BEV technology is a quick answer to CO2 emissions targets, which the EU has in place for 2021. In addition, there are even stricter targets for 2025 and 2030. However, other carmakers are exploring the full range of technologies available, hoping to use these to lower their average emissions. Porsche is exploring eFuels, while BMW and Jaguar are planning to test and develop hydrogen fuel systems. Toyota and Hyundai already have hydrogen fuel-cell vehicles (FCEVs) on the market.
The nine countries hope that more carmakers will be spurred into action by implementing a phase-out date for the continent. ‘Setting a clear and unambiguous phase-out date for petrol and diesel cars and vans, and stricter CO2 standards, will provide predictability for the automotive sector and spur the transition towards zero-emission mobility,’ they state.
‘This will also ensure that the EU will stay competitive in the automotive sector, as well as in the development of technology for zero-emission vehicles, and thus support the decarbonisation of the entire transport sector.’
The European Commission is currently preparing adoption for Euro 7 engine standards. This is expected in the fourth quarter of 2021, coming into force from 2025. Some industry bodies believe that this new standard will implement a de-facto ban on petrol and diesel models by imposing strict emissions standards.
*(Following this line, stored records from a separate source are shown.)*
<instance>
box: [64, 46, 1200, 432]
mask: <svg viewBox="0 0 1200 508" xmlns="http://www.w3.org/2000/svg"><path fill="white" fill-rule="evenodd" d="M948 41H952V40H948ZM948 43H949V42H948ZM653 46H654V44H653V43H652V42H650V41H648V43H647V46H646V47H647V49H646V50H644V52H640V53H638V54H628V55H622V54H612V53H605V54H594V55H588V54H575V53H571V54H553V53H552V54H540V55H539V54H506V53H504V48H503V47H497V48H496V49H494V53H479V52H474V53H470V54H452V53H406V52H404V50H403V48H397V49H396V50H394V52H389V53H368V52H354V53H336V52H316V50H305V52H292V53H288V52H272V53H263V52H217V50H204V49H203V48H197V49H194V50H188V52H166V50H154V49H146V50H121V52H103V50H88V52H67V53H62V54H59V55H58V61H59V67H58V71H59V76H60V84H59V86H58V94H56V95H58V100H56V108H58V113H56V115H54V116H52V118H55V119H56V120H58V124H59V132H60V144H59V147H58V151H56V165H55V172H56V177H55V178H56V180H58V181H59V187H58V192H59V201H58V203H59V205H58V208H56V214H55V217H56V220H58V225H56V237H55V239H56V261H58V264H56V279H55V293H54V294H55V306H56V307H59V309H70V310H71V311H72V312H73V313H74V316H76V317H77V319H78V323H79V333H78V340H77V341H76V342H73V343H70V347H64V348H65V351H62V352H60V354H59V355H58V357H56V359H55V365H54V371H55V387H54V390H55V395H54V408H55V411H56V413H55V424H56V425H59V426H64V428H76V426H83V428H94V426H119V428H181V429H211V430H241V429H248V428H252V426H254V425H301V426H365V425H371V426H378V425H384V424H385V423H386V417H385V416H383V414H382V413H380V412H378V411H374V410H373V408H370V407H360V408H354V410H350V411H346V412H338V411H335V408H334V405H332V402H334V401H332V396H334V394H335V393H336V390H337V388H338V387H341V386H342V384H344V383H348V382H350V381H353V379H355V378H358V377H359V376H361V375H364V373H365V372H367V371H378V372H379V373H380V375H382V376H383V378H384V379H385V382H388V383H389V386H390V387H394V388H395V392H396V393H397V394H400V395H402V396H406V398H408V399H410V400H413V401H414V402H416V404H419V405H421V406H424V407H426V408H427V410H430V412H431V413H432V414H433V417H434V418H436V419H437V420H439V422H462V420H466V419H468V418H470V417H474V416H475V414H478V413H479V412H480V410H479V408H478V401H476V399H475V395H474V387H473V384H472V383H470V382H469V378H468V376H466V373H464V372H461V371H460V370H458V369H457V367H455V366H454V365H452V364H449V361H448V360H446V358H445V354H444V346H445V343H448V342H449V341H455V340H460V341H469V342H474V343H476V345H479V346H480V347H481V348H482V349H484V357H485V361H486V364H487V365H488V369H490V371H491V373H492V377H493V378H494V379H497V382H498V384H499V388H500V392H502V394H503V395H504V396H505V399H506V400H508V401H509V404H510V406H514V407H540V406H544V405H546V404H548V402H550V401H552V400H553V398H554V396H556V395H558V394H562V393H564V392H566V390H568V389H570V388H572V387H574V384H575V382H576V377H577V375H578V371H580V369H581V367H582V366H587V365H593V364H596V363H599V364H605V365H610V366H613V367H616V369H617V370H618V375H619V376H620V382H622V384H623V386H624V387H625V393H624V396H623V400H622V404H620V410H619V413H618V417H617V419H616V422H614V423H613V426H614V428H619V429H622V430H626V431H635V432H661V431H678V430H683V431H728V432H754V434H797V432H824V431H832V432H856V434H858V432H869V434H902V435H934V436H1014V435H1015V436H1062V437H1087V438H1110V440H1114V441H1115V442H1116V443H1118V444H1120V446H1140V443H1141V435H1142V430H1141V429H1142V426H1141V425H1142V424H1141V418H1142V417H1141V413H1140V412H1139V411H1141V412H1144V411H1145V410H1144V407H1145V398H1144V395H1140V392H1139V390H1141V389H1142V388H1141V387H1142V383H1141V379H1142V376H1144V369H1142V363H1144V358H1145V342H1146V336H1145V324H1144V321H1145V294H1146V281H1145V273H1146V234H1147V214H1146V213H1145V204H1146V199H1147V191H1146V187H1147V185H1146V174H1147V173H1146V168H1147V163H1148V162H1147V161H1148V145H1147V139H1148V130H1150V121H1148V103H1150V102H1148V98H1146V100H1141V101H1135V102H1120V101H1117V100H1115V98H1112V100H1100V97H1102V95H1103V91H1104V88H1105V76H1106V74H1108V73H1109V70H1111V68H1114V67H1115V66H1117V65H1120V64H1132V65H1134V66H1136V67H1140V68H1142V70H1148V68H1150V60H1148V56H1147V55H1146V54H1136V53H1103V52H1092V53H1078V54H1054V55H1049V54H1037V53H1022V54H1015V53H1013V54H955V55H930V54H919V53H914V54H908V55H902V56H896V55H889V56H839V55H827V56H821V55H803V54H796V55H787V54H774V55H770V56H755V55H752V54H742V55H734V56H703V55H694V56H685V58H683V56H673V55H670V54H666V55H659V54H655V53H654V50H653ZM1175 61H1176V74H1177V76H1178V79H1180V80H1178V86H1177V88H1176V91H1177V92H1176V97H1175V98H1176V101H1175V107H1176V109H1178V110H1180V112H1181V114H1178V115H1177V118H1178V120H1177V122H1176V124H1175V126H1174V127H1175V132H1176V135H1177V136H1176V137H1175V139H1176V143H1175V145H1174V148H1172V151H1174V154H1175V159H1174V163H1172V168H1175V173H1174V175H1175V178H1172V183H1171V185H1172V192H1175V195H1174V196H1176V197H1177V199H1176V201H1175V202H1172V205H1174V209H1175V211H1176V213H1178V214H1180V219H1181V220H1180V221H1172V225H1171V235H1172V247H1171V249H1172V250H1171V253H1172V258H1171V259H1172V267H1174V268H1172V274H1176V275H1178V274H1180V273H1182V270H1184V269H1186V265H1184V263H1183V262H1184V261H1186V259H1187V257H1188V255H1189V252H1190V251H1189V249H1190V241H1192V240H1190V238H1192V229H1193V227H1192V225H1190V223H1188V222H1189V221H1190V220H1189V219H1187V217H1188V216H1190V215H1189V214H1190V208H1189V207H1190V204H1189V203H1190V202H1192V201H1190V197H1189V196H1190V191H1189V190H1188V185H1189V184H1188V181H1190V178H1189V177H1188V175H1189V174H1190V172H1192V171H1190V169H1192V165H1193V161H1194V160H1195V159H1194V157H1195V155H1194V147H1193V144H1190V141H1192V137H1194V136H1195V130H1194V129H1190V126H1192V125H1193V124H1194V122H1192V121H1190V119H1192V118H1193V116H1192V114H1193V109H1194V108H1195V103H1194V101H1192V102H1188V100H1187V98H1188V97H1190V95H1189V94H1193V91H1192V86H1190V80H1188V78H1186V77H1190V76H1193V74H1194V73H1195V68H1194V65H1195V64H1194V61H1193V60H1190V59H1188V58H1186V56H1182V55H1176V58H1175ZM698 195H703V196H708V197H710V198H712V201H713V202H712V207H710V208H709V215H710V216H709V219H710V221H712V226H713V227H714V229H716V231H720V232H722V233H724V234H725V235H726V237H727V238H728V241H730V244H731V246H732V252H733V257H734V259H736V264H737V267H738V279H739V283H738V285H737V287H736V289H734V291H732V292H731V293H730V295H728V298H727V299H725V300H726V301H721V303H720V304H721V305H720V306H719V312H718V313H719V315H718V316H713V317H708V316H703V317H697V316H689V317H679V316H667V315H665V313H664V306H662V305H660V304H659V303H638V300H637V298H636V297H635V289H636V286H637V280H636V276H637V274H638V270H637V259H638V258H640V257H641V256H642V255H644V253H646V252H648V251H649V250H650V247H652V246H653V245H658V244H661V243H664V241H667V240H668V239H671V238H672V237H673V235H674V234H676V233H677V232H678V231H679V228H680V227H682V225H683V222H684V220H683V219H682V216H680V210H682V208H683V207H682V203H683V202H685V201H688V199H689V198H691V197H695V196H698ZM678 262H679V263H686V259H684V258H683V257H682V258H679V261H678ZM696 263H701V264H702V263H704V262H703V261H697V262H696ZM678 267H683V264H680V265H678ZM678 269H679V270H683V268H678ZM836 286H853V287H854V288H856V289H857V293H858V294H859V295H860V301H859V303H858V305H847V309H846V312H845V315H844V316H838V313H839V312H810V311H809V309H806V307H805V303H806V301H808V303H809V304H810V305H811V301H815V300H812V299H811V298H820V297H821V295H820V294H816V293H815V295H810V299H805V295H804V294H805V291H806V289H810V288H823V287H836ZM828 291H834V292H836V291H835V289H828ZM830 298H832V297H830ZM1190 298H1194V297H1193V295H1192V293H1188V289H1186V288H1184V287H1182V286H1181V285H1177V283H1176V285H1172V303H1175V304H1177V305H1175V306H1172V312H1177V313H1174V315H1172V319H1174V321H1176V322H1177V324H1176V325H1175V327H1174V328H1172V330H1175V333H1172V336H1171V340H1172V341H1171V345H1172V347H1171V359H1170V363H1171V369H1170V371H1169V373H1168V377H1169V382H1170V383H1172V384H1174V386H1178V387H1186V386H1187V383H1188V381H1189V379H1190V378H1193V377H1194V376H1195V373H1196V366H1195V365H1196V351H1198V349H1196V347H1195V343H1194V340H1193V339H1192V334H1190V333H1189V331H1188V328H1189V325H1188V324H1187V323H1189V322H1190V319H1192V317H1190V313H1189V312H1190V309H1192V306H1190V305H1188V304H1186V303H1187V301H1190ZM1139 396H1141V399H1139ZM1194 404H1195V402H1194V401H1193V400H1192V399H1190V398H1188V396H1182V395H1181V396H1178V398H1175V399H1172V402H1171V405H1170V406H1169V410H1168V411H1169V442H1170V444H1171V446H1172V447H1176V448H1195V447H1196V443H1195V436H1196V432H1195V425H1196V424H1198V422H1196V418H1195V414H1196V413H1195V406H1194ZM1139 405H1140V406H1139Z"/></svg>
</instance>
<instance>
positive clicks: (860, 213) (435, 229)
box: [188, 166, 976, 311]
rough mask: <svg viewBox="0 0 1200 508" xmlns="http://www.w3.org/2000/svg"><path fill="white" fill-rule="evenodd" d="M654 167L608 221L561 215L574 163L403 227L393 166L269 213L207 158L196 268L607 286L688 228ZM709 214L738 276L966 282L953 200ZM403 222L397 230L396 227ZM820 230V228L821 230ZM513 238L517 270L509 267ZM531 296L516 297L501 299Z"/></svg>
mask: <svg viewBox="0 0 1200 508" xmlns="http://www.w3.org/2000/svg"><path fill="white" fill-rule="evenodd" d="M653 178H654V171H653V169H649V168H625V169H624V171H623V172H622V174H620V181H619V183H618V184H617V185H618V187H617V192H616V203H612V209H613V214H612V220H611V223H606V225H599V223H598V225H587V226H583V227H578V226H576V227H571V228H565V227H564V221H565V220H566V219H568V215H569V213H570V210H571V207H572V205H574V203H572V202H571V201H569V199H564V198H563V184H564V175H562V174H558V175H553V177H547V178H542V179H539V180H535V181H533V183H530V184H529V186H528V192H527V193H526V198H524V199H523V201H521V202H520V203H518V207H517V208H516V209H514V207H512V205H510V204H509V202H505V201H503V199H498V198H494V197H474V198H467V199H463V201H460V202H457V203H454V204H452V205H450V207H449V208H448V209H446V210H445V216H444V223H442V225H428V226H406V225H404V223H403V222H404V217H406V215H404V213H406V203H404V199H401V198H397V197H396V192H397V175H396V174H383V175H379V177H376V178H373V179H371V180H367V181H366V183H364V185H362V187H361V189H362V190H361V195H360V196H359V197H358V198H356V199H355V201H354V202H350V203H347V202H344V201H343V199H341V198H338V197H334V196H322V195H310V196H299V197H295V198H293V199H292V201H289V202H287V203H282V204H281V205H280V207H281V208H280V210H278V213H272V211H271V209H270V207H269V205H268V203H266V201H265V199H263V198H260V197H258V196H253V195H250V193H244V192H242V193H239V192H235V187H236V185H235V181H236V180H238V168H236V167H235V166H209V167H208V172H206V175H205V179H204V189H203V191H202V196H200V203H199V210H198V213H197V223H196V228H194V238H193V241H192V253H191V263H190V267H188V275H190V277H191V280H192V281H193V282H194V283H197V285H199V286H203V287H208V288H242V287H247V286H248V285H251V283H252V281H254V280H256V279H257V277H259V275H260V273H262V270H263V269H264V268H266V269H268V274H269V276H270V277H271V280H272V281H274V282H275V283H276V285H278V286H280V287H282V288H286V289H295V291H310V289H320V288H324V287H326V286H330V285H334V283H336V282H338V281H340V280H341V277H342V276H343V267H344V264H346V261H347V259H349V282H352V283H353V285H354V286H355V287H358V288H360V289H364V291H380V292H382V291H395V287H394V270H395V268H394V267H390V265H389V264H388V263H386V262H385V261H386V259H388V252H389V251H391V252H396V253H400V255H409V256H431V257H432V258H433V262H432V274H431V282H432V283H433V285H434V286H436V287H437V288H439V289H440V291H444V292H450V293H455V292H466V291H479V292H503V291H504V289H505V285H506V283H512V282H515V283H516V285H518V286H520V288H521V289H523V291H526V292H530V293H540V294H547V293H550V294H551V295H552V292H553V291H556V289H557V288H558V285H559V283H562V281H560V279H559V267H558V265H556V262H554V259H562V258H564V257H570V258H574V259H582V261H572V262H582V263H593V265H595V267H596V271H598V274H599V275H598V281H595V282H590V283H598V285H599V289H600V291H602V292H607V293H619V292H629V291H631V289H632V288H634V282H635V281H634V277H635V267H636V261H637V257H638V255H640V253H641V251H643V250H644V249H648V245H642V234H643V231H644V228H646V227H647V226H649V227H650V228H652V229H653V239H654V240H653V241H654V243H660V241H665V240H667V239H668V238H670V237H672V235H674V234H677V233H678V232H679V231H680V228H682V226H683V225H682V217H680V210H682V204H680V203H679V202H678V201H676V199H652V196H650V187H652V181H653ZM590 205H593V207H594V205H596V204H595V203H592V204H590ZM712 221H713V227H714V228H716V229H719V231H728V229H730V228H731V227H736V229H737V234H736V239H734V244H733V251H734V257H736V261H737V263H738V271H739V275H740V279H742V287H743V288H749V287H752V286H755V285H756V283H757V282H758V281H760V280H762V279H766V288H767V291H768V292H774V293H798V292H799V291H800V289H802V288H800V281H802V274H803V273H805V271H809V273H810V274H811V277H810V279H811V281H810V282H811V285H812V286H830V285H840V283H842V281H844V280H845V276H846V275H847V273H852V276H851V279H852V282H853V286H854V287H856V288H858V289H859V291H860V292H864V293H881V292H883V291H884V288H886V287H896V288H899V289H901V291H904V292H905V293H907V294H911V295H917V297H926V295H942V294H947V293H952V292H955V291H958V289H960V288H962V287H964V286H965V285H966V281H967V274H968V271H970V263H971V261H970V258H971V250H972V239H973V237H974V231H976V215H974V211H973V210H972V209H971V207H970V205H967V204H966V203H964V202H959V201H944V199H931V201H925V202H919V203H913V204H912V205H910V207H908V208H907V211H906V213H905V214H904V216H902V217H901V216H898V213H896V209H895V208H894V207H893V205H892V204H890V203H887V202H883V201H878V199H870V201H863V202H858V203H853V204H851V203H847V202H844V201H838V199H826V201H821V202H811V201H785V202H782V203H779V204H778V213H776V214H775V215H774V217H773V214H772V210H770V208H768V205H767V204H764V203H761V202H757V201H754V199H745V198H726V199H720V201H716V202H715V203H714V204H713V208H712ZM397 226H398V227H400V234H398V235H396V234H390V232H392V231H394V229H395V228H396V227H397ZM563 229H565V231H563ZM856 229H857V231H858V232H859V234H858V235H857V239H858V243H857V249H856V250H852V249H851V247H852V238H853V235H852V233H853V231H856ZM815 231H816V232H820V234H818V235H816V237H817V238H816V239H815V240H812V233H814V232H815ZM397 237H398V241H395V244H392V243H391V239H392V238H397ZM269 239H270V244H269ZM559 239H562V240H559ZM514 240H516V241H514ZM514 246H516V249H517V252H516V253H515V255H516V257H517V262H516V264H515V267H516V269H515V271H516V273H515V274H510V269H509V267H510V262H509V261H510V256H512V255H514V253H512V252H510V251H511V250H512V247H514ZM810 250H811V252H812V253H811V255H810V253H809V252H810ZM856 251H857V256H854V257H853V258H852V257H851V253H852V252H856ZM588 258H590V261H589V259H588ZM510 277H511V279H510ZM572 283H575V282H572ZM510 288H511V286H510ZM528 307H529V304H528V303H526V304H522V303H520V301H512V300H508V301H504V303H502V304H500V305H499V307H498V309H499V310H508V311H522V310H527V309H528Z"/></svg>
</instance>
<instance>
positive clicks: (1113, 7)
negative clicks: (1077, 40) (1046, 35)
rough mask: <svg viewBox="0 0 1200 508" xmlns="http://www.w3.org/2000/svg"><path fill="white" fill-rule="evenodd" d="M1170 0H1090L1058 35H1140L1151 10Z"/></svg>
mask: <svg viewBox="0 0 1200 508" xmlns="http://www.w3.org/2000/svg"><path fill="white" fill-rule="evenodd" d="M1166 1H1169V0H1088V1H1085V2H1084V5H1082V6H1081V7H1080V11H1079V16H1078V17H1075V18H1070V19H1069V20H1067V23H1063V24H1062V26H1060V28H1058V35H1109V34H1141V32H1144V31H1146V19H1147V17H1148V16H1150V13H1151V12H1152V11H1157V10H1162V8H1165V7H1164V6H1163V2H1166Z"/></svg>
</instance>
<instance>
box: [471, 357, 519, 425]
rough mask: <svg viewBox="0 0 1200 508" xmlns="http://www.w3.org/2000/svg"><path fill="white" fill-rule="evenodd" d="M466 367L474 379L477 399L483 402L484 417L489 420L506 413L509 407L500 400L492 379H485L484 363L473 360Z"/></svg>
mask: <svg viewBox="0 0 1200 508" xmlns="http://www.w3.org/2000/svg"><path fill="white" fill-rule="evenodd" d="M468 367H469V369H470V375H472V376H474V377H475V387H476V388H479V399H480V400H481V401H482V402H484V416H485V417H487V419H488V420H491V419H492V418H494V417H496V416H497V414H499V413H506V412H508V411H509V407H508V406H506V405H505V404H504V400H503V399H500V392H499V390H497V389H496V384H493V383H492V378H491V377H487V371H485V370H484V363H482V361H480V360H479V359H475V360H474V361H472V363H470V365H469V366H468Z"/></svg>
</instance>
‘We are aware that many a politician sees an immediate end to the internal combustion engine as an advantage for the climate - but the opposite is the case,’ warns Karl Haeusgen, president of Germany’s Mechanical Engineering Industry Association (VDMA). ‘Especially in this decade, the use of efficient internal-combustion engines is still important, even more so since they can be operated in a climate-neutral manner with eFuels in sight, and make the mass of existing vehicles more climate-friendly.’
Preventing ICE migration
Some countries are already imposing bans on ICE models. France will implement the ceasing of sales in 2040 while the UK – which is no longer governed by the EU Commission – has confirmed a phased approach to zero-emission-only sales by 2035.
With a mixed approach, however, there is potential for consumers to purchase a car in one country and bring it into another, circumventing the ban on sales.
‘Moving towards zero-emission vehicles will require a comprehensive approach facilitating the transition throughout the European Union, rather than their migration from one EU country to another,’ the non-paper states. ‘Thus, it will also be relevant to consider adopting EU-wide measures that could prevent possible negative effects of an increase of used vehicles previously registered in another EU member state or third country.’